Ax began with the Rhapsodies, Op. 79 by Johannes Brahms, of which there are two: the first in B minor, the second in G minor. Brahms had at first left them unnamed, but before publication he asked the dedicatee, Elizabeth von Herzogenberg, her opinion and she suggested “Rhapsodies” – a bit of a misnomer because both of these intensive, passionate works have formal structures that are very clear.
Interestingly, there were no piano sonatas in Sunday’s program – zero. Of all the repertoire presented, these two Rhapsodies came closest to the genre due to their sonata-alluding forms, the second more conventionally so than the first.
In great contrast to those meaty handfuls, Ax then turned to an intriguing 21st century work, George Benjamin’s set of 10 miniature tone poems entitled Piano Figures. The entire required only a dozen minutes or so to play, but showed great variety in its brevity. Though not technically demanding, they were attractive and well-crafted.
Ax followed it with Robert Schumann’s Fantasiestiicke, Op. 12, eight pieces which sounded very much at home under Ax’s hands on the “Clara” piano that is the namesake of the composer’s wife, herself a respected pianist and composer. After intermission came another group of eight, Maurice Ravel’s Valses nobles et sentimentales, with its brilliant mix of impressionist and modernist sentiments.

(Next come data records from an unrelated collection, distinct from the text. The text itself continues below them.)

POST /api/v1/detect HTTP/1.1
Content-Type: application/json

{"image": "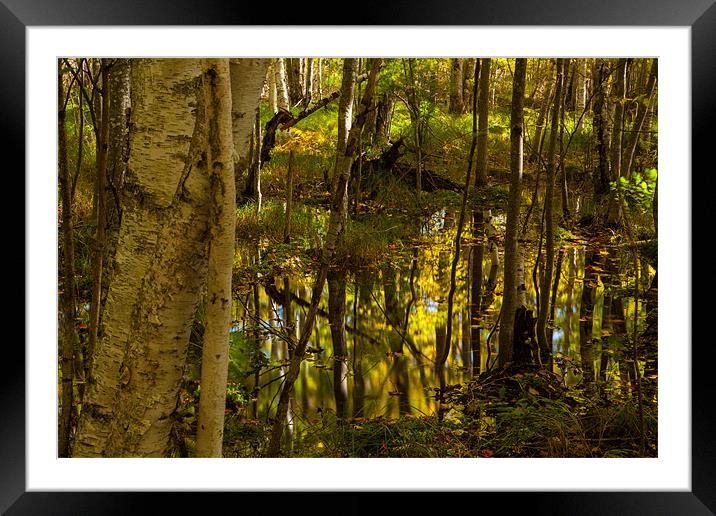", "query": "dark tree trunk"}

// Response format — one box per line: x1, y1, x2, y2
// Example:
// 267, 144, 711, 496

473, 57, 492, 186
57, 63, 77, 457
537, 59, 565, 364
499, 58, 527, 367
106, 59, 131, 275
284, 57, 303, 106
448, 57, 464, 115
592, 59, 610, 197
328, 271, 348, 419
85, 58, 110, 378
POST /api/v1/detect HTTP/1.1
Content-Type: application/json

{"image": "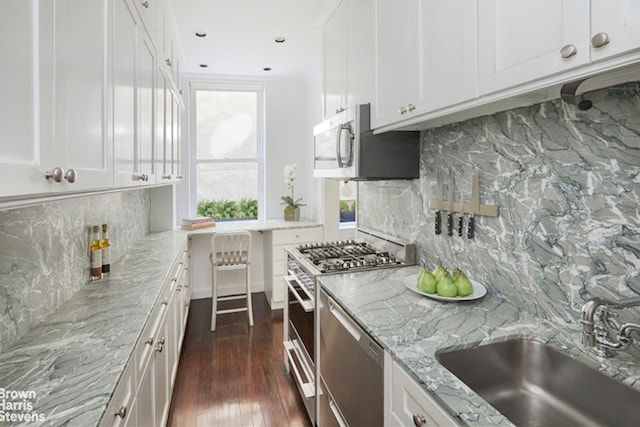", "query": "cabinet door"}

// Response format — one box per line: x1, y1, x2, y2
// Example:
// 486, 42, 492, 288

53, 0, 113, 191
322, 1, 347, 117
153, 310, 174, 426
416, 0, 478, 114
171, 93, 183, 180
591, 0, 640, 61
371, 0, 419, 128
345, 0, 375, 106
385, 360, 459, 426
0, 0, 56, 197
112, 0, 138, 187
155, 66, 171, 183
478, 0, 589, 95
136, 35, 156, 183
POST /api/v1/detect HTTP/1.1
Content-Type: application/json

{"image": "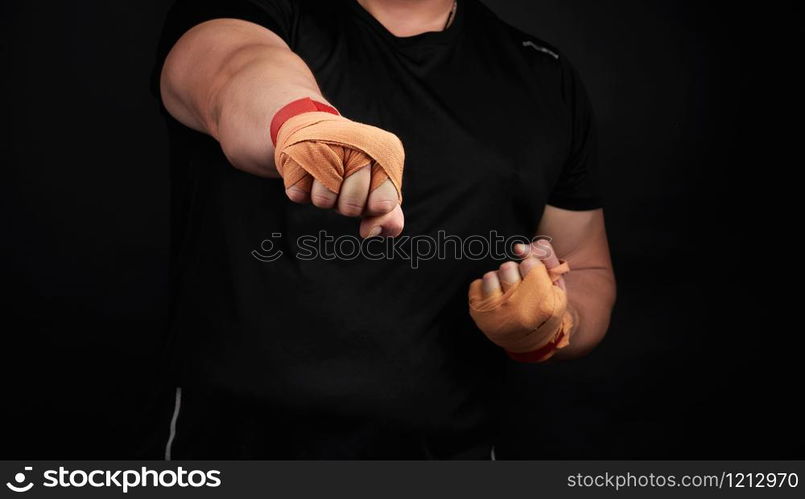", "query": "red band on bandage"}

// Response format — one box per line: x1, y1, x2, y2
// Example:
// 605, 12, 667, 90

271, 97, 339, 145
506, 331, 565, 363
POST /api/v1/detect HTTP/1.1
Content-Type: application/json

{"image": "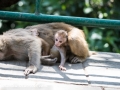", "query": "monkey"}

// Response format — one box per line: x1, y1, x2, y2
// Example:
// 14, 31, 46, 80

26, 22, 91, 63
42, 30, 67, 71
0, 28, 42, 76
31, 29, 50, 56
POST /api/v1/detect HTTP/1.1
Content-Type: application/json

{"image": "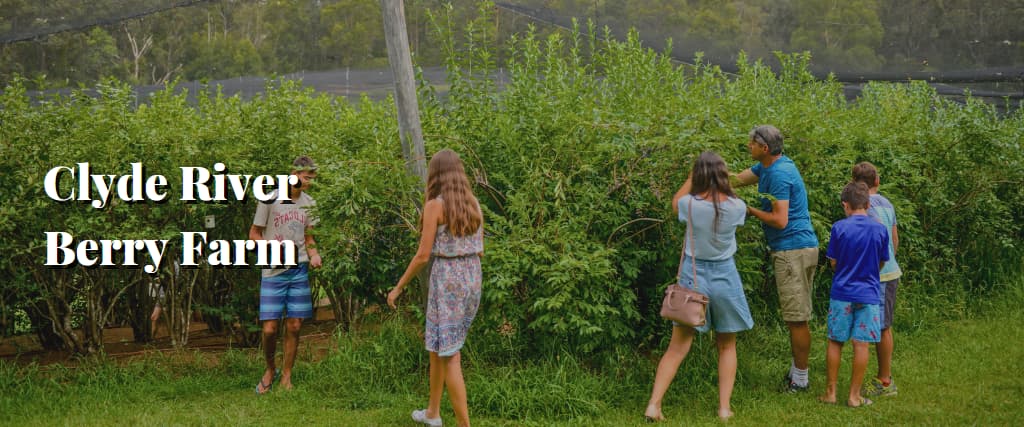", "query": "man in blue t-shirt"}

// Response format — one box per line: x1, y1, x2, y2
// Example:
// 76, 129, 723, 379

818, 181, 889, 408
734, 125, 818, 392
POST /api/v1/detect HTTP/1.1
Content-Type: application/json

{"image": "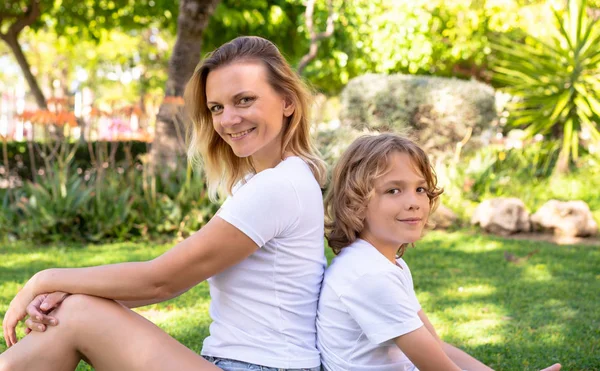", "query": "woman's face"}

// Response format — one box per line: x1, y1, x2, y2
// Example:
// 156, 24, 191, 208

The balance of the program was devoted to music of Frédéric Chopin: the Nocturne in B major, Op. 62 No. 1, Three Mazurkas, Op. 50 and Andante spianato et Grande Polonaise brillante in E-flat major, Op. 22. Ax returned to the stage to play more Chopin as encore: the Nocturne in F-sharp Major, Op. 15 No. 2.

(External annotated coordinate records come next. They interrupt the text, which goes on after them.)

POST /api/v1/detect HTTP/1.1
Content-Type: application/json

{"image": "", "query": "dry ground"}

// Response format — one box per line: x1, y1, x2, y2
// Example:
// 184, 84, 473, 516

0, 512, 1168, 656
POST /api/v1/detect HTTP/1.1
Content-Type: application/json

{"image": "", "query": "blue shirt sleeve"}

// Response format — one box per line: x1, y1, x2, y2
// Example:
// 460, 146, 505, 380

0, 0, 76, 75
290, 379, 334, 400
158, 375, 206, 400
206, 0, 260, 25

Ax will repeat Sunday’s Spivey Hall program this Wednesday, March 27 at Carnegie Hall in New York as part of their “Great Artists II” series. He will be followed with additional performances on March 31 in Santa Fe and in Seattle on April 2 before returning to the orchestral circuit as soloist in Haydn’s Piano Concerto No. 11 in D Major with the Oregon Symphony and conductor Carlos Kalmar, April 6 – 8.
Ax to return to Atlanta in late November to perform Brahms’ Piano Concerto No. 1 with Robert Spano and the Atlanta Symphony Orchestra in late November. ■
(*Note: The piano was mis-identified in the original post as “Robert.” The author requested a fact-check from Spivey Hall, and that has since been corrected to “Clara.” Spivey Hall’s two Hamburg Steonways are respectively known as “Clara” and “Robert” in honor of Clara and Robert Schumann.)